What an amazing feeling. I had never seen them win live up until that point – and to see them win like this – a walk off home run – the team mobbing Kirk at home plate – the pie in the face, the whole deal. Everybody was in a great mood – as we walked back to the car, people were yelling, honking horns, waving. My kids bought me a Mets shirt on the way out of the stadium!

We get home and my daughter and I go for a run – and on the run I start thinking about the game – about how we feel about the Mets overall this season (pretty awful) and how we felt today after the game (pretty psyched). Then (of course!) I started thinking about how this relates to start-ups.

I wrote about hitting singles – I’ve always felt it’s better to hit singles and get a few runs over the plate than to always swing for the fences. How did I feel now that I saw a 3-run home run instantly change everybody’s mood at today’s game, and finally get me my long-awaited Mets t-shirt?

It really didn’t change my opinion at all. The Mets are still a very bad team – today’s win notwithstanding. And, frankly, their backs were up against the wall today, they waited pretty much as long as they could to actually start producing. They had done NOTHING for 8 innings. Then they had one big surge and they can live off that happy feeling for one day. Tomorrow they start all over. But their offense is still horrible, they have big pitching and defensive holes to fill, and they are wildly inconsistent.

This strikes me as the same attributes of a struggling startup.

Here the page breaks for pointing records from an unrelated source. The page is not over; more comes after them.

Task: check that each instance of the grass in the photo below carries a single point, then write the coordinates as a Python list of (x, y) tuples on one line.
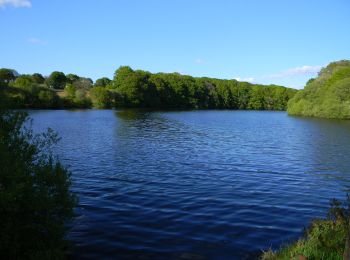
[(324, 239)]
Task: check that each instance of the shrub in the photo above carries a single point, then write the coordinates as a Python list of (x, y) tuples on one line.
[(35, 201)]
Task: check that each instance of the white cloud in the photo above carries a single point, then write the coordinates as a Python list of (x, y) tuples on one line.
[(303, 70), (15, 3), (250, 79), (37, 41)]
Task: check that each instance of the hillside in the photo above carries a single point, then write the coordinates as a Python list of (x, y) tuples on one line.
[(327, 96)]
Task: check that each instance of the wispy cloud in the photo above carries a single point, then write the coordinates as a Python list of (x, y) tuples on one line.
[(15, 3), (303, 70), (249, 79), (37, 41)]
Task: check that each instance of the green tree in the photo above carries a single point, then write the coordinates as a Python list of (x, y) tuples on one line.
[(35, 201), (101, 97), (6, 76), (38, 78), (103, 82), (56, 80), (71, 78)]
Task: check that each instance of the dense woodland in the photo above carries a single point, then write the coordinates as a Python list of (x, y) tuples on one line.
[(326, 96), (138, 89)]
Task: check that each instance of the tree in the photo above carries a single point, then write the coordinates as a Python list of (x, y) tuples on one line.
[(35, 201), (101, 97), (38, 78), (103, 82), (71, 78), (6, 76), (56, 80), (83, 83)]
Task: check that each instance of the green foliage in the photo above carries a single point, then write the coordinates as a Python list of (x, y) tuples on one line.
[(56, 80), (71, 78), (324, 239), (326, 96), (6, 76), (175, 91), (70, 91), (35, 201), (142, 89), (38, 78), (101, 97), (103, 82)]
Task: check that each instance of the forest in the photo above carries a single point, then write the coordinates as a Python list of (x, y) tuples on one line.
[(138, 89), (326, 96)]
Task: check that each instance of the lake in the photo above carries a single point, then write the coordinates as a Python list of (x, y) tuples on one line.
[(196, 184)]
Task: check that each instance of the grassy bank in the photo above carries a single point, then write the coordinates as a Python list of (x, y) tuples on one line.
[(324, 239)]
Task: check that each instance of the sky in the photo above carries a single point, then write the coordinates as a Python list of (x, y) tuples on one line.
[(284, 42)]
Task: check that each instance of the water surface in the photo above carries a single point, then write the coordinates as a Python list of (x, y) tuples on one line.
[(196, 185)]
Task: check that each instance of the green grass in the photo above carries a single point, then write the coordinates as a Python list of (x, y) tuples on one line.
[(324, 239)]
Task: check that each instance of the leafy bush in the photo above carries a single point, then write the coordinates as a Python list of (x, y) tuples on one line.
[(35, 201), (326, 96), (324, 239)]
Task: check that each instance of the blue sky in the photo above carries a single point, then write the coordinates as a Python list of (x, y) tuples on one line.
[(266, 41)]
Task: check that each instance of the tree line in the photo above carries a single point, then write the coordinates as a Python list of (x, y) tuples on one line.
[(327, 95), (139, 89)]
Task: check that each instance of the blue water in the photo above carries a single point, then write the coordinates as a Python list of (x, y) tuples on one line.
[(196, 185)]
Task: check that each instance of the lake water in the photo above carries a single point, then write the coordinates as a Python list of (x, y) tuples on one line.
[(196, 185)]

Companies that are waiting for somebody to get up and hit a 3-run homer to salvage the quarter/year. There is a feeling of euphoria for that deal, everybody pats everybody on the back and we all feel great. Then we get up tomorrow and all the same issues await us – the lack of pipeline, the limited marketing, the product that doesn’t have the core features the salespeople say the customers want.

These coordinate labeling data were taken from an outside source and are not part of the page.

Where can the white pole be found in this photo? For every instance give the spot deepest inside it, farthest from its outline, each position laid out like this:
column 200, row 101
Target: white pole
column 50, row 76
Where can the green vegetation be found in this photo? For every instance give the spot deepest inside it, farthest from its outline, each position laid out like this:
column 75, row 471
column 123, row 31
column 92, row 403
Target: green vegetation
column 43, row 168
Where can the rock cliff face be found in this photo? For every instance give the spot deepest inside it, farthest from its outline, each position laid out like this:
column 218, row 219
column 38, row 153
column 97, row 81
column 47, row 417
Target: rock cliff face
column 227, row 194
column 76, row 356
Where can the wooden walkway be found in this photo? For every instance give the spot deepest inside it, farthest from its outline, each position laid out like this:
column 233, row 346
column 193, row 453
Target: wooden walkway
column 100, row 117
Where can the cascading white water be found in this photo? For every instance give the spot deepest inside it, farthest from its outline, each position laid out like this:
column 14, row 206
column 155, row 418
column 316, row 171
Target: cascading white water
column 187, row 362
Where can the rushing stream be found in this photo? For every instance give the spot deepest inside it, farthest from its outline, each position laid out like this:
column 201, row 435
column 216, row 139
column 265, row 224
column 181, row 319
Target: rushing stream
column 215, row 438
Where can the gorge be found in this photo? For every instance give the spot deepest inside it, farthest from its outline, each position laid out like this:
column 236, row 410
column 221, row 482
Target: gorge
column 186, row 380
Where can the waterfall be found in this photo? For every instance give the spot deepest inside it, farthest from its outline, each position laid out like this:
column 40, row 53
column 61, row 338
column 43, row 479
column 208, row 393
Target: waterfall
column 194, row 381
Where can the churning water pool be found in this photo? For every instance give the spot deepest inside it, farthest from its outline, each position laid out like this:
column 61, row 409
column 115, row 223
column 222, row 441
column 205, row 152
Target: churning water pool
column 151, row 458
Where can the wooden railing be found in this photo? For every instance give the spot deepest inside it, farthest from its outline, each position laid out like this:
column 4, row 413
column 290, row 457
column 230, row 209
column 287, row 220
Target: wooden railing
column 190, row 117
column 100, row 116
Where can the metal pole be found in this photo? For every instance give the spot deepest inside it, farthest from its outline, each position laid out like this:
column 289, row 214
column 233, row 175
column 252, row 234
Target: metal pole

One of my favorite baseball people of all time was Casey Stengel – he managed the Mets for a short time when I was too young to really appreciate him. He loved small ball – hitting a bunt single, stealing bases, sacrificing runners over – basically doing whatever necessary to score 1 run every inning. If you could do that, you win pretty much every time you go out to play. It’s scrappy and fun. It’s consistent. It’s not sexy at all. And you ultimately win a lot more often than you lose.

So, while my first live Met’s win was an amazing day in pretty much every way, I’m still going to hope the Mets figure out how to field a team that can play and win consistently, and that doesn’t mean looking for a hero in the 9th inning every game. That is not a game winners play.